ResponderExcluirAbraços
Parabéns. Adoro sites úteis como esse. Li a história inteira, muito intrigante e arrisco-me a dizer interessante. Achei incrível a notícia. Beijos
ResponderExcluirQue pauta é essa Wander? Simplesmente...sensacional!
ResponderExcluirO drama de Fabiana deve ser mesmo, muito mais comum do que nós imaginamos. Milhares de "Fabianas" vivem a mesma realidade. Porém, não nos atentamos ao fato, até que aconteça com alguém próximo a nós.
Espero sinceramente, que este blog consiga auxiliá-la nessa busca. Não deve ser fácil viver na incerteza e não saber a origem da própria vida.

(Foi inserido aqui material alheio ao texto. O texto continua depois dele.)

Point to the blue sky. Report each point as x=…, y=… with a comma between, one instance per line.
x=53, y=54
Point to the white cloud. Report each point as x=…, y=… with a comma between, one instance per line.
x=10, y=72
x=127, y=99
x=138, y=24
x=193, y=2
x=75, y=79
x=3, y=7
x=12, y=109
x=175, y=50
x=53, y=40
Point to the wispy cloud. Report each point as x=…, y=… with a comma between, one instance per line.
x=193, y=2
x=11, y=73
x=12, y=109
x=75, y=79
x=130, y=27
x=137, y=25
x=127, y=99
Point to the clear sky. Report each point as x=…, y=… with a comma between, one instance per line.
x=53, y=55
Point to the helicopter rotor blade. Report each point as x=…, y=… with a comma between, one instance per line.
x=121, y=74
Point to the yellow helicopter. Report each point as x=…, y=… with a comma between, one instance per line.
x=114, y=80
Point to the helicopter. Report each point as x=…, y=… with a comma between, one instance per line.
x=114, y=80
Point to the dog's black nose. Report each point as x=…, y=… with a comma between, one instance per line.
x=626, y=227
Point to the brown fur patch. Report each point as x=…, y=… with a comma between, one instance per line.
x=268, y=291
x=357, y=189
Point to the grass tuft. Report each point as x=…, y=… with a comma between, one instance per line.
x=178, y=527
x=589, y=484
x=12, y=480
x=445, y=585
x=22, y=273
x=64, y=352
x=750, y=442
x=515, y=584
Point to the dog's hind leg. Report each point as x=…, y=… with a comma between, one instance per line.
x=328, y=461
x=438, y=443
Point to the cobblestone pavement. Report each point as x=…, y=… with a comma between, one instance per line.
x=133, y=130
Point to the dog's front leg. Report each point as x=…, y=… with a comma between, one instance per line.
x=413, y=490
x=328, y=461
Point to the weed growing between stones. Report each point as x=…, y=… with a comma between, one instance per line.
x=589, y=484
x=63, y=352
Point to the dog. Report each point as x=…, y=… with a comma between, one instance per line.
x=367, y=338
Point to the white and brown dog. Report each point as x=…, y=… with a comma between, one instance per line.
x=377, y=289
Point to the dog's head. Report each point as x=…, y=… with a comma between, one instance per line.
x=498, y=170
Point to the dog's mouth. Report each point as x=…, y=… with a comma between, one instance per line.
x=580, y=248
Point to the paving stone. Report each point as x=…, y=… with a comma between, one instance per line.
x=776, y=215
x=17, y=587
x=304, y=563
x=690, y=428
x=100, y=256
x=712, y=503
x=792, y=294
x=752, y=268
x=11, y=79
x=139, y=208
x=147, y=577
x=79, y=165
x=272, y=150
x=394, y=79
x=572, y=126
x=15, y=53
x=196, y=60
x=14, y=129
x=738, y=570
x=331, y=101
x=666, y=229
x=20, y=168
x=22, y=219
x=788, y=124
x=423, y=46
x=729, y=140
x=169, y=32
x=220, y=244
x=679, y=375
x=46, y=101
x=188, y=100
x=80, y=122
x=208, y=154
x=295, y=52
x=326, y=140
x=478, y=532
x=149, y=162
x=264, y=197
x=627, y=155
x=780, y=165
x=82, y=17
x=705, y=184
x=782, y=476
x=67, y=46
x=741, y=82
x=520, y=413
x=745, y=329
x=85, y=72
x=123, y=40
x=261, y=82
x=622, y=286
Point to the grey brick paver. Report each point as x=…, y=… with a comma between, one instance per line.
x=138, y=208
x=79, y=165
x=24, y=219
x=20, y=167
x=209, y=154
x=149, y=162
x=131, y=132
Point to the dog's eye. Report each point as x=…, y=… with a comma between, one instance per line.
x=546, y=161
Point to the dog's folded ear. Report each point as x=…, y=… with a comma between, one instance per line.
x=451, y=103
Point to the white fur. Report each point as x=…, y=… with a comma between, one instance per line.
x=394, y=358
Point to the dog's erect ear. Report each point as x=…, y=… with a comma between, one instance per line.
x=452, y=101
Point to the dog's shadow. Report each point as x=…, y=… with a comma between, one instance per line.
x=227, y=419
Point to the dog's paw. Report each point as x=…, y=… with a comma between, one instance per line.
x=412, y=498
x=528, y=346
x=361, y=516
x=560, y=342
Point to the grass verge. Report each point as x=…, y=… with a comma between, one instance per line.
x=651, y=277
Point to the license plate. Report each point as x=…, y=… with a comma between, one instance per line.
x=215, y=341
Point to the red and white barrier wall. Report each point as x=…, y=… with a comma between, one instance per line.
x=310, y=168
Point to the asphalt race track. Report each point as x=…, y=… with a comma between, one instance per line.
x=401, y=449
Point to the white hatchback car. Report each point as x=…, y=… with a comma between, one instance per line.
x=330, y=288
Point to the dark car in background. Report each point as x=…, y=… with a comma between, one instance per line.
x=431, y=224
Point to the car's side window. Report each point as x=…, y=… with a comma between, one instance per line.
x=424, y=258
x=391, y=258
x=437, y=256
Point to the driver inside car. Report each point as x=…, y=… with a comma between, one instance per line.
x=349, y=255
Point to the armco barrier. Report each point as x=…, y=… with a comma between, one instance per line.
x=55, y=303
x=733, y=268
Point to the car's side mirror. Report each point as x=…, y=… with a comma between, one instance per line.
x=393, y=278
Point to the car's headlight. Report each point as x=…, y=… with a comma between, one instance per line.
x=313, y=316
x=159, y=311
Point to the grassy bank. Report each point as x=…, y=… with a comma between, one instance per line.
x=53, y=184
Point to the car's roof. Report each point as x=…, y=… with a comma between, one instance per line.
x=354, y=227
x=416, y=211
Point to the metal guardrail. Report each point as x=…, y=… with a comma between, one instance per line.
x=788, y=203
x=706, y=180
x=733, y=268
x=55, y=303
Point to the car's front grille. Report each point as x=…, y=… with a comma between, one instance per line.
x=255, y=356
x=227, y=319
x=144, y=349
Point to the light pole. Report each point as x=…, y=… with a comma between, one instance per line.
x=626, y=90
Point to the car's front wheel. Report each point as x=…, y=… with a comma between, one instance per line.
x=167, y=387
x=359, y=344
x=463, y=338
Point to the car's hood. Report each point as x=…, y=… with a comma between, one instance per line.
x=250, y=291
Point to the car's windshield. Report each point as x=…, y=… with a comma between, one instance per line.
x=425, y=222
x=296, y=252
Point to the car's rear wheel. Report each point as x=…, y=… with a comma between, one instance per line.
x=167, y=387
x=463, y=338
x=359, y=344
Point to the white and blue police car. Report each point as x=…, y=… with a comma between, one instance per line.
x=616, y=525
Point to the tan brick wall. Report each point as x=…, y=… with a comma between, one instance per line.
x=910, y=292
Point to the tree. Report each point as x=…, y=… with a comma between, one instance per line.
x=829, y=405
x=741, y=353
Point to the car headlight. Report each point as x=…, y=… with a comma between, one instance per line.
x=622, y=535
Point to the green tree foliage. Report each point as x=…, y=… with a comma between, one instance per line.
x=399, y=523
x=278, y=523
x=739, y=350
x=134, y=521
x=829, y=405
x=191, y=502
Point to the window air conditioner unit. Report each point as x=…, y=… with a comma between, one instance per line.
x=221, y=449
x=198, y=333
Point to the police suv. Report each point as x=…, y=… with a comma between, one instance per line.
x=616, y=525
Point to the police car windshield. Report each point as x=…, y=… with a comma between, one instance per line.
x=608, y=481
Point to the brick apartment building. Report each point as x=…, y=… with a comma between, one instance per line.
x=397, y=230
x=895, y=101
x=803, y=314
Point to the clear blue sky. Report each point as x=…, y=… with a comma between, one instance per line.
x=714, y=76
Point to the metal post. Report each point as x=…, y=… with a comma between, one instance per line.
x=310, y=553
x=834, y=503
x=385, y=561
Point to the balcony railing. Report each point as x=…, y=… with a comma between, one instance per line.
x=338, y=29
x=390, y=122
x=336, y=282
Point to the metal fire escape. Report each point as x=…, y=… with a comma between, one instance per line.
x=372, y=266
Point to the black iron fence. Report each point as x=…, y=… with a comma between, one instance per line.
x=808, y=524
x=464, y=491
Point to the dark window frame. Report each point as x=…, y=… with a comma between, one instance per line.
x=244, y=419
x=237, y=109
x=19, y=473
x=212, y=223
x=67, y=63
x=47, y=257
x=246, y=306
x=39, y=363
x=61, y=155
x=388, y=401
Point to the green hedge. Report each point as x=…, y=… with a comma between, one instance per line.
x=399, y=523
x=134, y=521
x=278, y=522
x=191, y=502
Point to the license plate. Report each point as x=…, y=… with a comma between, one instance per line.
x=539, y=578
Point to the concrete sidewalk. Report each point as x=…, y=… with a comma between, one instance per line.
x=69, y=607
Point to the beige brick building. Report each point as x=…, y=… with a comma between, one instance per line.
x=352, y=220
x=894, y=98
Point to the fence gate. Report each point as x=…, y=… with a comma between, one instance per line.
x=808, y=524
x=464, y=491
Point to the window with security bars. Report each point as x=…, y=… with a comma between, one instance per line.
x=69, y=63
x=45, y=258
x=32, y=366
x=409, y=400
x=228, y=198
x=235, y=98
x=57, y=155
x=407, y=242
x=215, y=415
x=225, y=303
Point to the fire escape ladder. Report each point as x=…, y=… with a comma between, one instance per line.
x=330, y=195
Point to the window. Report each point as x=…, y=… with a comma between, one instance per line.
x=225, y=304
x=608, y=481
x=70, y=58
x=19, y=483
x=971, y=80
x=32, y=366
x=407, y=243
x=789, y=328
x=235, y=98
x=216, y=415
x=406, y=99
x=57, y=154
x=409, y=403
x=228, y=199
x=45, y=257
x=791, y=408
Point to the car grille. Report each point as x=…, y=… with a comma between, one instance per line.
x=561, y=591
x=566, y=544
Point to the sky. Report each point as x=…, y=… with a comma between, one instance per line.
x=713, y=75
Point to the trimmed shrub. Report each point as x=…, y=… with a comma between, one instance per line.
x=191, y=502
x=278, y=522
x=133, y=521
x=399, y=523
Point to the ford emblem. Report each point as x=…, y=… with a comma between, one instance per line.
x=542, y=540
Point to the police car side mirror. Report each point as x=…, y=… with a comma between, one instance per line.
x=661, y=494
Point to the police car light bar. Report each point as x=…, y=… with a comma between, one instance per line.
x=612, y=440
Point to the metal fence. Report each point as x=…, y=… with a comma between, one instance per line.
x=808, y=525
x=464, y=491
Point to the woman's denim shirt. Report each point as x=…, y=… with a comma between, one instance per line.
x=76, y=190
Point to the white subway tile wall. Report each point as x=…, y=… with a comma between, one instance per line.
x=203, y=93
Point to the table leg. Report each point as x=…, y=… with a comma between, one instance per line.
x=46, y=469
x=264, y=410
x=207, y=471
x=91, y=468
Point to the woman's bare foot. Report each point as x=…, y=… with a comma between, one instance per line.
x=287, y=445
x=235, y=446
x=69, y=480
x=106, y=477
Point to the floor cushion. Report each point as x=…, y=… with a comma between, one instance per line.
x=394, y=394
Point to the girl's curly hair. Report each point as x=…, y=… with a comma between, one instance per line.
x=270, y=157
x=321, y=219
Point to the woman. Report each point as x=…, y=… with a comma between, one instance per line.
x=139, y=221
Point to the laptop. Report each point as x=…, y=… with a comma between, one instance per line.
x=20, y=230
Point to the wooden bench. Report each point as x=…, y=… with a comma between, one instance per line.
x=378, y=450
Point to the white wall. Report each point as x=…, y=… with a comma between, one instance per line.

É isso aí! Mais uma vez o Café com Notícias divulga algo, em benefício da sociedade.
Parabénss!
Oi Wander.
ResponderExcluirEstou sem net.
Justamente nas festividades do Café com Noticias não estou podendo acompanhar os brindes.
Sinto falta de estar aqui e em outros blogs queridos para comentar, mas daqui a pouco volto!!!
Beijos
Oi, Rê!
ResponderExcluirQue chato, hein! Estou aqui torcendo pela sua volta à blogosfera, viu! É muito ruim ficar sem internet, né!
Beijos :D
Olá Wander, venho anunciar que tem um selo esperando por você lá no meu blog Antenado!
ResponderExcluirUm abraço!
Muito bom o seu blog (de verdade)...
ResponderExcluirOlha, essa questão é realmente uma ferida da nossa sociedade, é triste dizer mais existem tantas "fabianas".
PARABÉNS!!!
:)
Abraços.
Adorei esta matéria, muito bem escrita!! Parabéns
ResponderExcluirExcelente reportagem Wander !
ResponderExcluirParabéns pela sensibilidade e ética jornalística
Abraços
Mário Augusto
Veja em meu blog:
Busca e cadastro de pessoas desaparecidas:
http://alagoasreal.blogspot.com/2009/10/busca-e-cadastro-de-pessoas.html
MDP Search : Busca por mortos , desaparecidos políticos e direitos humanos :
http://alagoasreal.blogspot.com/2009/10/mdp-search-busca-por-mortos.html
Gostei muito desta matéria.A luta de Fabiana*é realmente comovente e muito emocionante.Espero que ainda tenha a felicidade de encontrar os pais biológicos.Ao mesmo tempo fico imaginando como seria emocionante reencontrar meu irmão gemeo,que saiu de casa a uns 30 anos atraz,após uma discussão com meu pai.Especialmente para minha mãe,aos 70 anos seria muito emocionante.
ResponderExcluirOi sou responsavel pelo site http://www.acharpessoas.com/ e achei este artigo sensacional e muito comovente, Depois de passar por esse problema na pele e não encontrar muita informação a respeito resolvi por criar este site, realmente recebo milhares de email de pessoas pedindo para ajudar a procurar pessoas todos os dias, sinto que não tenho como ajudar mais mas fico contente e ver outros sites que disponibilizão informação a respeito. Parabéns
ResponderExcluirNossa, otimo artigo Wander!